Aquí su nuevo alter ego es Abe (Phoenix), un curtido profesor de filosofía, que llega a la exclusiva universidad de Newport a dar un curso de verano. Más que desmotivado, a Abe se lo ve lisa y llanamente derruido, sin ningún impulso vital, al punto de que a sus alumnos les enseña que “la filosofía no tiene nada que ver con la vida real” y que se trata de “una masturbación verbal”. Ni siquiera los obvios avances de su alumna Jill (Stone) son capaces de sacarlo de la depresión y el alcoholismo, que su admiradora considera características de su personalidad romántica. Hasta que un hecho fortuito, una conversación escuchada al azar, le devolverá sentido a su vida: matar a un juez a quien no conoce pero de quien cree saber que se trata de un completo cretino se vuelve para Abe su imperativo categórico kantiano.

No conviene adelantar mucho más de una película que también en breve se conocerá en Buenos Aires y que tiene más de una vuelta de tuerca. Pero sí decir que Irrational Man devuelve a Woody a sus primeros amores, como Dostoievski e Ingmar Bergman. “Las películas de Bergman tuvieron un gran impacto en mí”, confesó Allen en la conferencia de prensa que siguió a la proyección de su film. “Cuando las vi por primera vez no había leído ni a Nietzsche ni a Kierkegaard, dos filósofos en quienes Bergman sin duda se apoyaba mucho, pero su cine me acercó a sus libros, a los problemas y preguntas muchas veces sin respuesta que planteaban.” Incondicionales de Woody, a no asustarse: Allen nunca fue Bergman (aunque lo haya querido) y si hay algo a lo que recuerda Irrational Man es a un viejo ensayo cómico suyo titulado “Mi filosofía”, que concluía con un aforismo: “La nada eterna está muy bien, si vas vestido para la ocasión”.

Si de profundidades se trata, nada más abismal que aquella a la que se asoma el film húngaro en competencia oficial El hijo de Saúl. Es muy infrecuente que una ópera prima compita por la Palma de Oro, pero se entiende muy bien porqué el debut en el largometraje de László Nemes (Budapest, 1977), que supo trabajar como asistente del gran Béla Tarr, tiene ese privilegio. Hay una ambición fuera de norma en esta incursión en el último círculo de infierno que fue el crematorio del campo de concentración de Auschwitz, sobre todo para un director que encara su primera experiencia en el largometraje.
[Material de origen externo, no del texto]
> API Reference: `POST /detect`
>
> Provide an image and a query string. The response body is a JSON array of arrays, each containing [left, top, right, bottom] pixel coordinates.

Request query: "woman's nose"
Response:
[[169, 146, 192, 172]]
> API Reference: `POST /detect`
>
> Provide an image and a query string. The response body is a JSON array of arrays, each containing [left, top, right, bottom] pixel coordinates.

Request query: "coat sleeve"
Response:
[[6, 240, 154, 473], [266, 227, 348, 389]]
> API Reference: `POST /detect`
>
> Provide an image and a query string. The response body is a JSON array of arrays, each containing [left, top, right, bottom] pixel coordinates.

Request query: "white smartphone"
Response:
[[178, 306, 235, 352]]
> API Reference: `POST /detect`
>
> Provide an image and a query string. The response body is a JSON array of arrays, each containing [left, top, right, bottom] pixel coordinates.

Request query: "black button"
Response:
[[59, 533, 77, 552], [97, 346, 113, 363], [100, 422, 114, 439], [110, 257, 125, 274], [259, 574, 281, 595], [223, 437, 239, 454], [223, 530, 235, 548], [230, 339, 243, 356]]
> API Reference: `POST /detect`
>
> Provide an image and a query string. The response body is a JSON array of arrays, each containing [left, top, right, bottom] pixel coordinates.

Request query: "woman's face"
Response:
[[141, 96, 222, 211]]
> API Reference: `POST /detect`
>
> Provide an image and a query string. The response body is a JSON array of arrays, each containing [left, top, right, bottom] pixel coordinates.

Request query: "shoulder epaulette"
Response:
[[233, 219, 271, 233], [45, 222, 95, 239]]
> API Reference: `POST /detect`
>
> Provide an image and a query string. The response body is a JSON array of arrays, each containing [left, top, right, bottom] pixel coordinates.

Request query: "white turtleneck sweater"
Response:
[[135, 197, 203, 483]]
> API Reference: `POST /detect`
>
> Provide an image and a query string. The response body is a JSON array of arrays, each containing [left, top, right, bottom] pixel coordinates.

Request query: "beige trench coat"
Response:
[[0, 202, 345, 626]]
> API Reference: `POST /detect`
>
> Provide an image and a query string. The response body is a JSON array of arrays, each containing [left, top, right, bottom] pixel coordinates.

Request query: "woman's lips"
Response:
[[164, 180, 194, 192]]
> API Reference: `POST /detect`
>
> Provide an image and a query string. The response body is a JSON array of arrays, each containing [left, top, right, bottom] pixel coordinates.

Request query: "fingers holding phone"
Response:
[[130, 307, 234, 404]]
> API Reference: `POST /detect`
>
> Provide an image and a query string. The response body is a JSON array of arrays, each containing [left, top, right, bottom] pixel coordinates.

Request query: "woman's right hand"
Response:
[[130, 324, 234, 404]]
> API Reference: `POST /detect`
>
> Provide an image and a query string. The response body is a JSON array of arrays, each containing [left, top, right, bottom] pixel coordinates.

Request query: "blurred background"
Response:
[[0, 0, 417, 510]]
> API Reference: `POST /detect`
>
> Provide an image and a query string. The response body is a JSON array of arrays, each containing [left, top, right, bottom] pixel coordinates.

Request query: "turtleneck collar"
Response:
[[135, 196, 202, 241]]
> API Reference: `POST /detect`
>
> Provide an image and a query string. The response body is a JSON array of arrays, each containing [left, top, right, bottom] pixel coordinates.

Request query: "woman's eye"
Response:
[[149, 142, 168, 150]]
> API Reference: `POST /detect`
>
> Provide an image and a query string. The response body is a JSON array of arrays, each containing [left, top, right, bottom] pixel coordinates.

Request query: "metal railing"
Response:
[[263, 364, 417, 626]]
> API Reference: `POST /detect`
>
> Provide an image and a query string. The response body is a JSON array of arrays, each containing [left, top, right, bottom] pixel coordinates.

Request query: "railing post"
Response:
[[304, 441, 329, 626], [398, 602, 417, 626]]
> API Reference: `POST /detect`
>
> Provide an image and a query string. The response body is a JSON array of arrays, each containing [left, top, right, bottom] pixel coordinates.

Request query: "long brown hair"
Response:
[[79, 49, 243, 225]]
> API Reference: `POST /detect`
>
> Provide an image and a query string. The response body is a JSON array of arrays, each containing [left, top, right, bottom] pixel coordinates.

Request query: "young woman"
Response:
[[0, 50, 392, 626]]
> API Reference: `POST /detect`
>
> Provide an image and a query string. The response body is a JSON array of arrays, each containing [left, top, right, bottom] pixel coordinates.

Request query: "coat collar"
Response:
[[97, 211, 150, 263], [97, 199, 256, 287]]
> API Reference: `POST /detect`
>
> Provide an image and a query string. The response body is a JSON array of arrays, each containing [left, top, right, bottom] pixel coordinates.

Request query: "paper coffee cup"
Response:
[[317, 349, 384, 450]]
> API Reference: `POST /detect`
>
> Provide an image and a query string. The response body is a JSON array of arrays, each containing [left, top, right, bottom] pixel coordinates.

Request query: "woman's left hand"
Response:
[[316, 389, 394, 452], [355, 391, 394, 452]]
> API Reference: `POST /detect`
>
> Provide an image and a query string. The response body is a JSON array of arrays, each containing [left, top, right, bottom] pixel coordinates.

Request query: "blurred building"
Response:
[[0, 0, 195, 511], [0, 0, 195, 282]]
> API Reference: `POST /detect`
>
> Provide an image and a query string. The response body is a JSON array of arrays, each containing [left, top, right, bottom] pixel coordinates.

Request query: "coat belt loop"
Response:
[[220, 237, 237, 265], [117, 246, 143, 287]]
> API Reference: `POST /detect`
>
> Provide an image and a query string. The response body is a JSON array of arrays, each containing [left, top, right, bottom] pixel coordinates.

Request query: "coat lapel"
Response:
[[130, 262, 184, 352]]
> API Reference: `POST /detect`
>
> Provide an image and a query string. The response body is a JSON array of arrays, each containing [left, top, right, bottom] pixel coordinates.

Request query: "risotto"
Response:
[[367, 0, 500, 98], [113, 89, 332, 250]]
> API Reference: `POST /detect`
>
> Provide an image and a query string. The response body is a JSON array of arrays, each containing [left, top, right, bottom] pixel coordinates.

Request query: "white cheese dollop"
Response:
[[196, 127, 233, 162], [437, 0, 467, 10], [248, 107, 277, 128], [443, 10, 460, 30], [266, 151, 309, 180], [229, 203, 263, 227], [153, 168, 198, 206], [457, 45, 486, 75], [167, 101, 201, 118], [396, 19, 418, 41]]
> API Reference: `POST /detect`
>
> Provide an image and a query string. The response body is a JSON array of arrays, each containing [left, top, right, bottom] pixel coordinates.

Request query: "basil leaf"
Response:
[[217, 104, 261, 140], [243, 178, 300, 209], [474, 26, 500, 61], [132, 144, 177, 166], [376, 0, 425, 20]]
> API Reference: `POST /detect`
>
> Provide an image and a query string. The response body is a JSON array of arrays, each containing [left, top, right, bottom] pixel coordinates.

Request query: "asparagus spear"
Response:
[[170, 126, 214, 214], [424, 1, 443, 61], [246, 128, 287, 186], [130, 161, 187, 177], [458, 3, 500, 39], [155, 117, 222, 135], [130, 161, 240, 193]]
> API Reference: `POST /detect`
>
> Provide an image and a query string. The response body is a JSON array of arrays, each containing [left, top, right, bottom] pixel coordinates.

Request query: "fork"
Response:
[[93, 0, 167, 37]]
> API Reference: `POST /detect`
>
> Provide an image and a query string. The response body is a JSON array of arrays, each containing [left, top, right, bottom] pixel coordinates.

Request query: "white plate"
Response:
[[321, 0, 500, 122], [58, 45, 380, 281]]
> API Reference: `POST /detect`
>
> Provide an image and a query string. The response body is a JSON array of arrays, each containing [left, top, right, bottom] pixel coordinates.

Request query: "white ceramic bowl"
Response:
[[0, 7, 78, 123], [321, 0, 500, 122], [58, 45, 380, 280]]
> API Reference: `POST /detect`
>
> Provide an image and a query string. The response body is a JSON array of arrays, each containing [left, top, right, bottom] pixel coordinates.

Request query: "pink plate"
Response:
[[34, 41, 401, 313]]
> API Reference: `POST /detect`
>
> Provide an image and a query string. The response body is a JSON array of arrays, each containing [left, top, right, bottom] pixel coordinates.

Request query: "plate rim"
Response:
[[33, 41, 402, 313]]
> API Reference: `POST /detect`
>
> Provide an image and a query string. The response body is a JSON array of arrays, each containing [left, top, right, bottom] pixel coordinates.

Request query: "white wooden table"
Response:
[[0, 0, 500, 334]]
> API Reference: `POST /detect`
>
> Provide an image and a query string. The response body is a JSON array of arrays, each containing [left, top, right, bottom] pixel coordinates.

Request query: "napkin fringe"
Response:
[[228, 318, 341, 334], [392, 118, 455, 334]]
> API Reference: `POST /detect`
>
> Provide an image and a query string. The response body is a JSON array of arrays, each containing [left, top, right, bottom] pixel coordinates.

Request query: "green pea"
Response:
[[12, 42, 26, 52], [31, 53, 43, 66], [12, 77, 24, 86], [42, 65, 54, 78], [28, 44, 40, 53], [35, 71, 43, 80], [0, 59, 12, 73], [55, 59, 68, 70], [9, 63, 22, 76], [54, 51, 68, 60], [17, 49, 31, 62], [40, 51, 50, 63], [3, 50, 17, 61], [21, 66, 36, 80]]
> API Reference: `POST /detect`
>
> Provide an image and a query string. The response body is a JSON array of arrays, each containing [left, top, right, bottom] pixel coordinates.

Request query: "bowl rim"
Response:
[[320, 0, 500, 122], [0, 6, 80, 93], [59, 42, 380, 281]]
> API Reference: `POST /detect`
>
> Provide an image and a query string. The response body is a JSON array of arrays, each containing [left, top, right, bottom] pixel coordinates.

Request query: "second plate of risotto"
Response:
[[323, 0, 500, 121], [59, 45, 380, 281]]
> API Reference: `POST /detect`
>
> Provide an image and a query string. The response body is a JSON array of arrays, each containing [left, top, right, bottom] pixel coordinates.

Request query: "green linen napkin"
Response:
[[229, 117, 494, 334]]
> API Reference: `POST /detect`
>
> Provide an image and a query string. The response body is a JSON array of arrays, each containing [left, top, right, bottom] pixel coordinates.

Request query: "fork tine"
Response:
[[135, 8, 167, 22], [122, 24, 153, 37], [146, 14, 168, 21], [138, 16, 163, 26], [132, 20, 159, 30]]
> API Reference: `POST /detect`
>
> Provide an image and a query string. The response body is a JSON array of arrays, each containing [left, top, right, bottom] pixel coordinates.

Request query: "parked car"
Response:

La cuestión que dividía ayer a Cannes era si el film de Nemes estaba o no a la altura de semejante ambición.

A la manera que enseñaron los hermanos Dardenne desde Rosetta (1999), la cámara en mano de Nemes no se despega ni un momento del rostro y el cuerpo de Saúl, un “Sonderkommando”, que eran esos prisioneros judíos encargados de llevar a sus pares a las cámaras de gas, retirar los cuerpos y examinarlos en busca de piezas de valor ocultas y por último incinerarlos en los hornos o fosas crematorias. En medio de ese infierno, Saúl cree reconocer el cadáver de su propio hijo e intenta por todos los medios conseguir a un rabino para enterrar su cuerpo con las plegarias correspondientes. Y lo hará incluso en medio de una rebelión en la que el grupo de Sonderkommandos al que pertenece, sabiendo que también van a ser aniquilados, se levanta en armas contra sus cancerberos nazis.

A pesar del rigor extremo del punto de vista elegido, que obliga al espectador a compartir la subjetividad absoluta del protagonista, el film de Nemes no puede evitar sin embargo cierta “espectacularización” de su tema, que se da incluso a través del bombástico uso dramático del sonido y del fuera de campo. Contra esa construcción de un espectáculo de la barbarie combatió Claude Lanzmann, con su famoso documental Shoah (1985), que se negaba incluso a incorporar imágenes de archivo. Y antes lo había hecho Theodor Adorno, cuando señaló: “Imposible escribir bien, literariamente hablando, sobre Auschwitz”. Escribir –o filmar– sobre Auschwitz sigue pareciendo imposible es la paradójica conclusión a la que se llega después de ver El hijo de Saúl.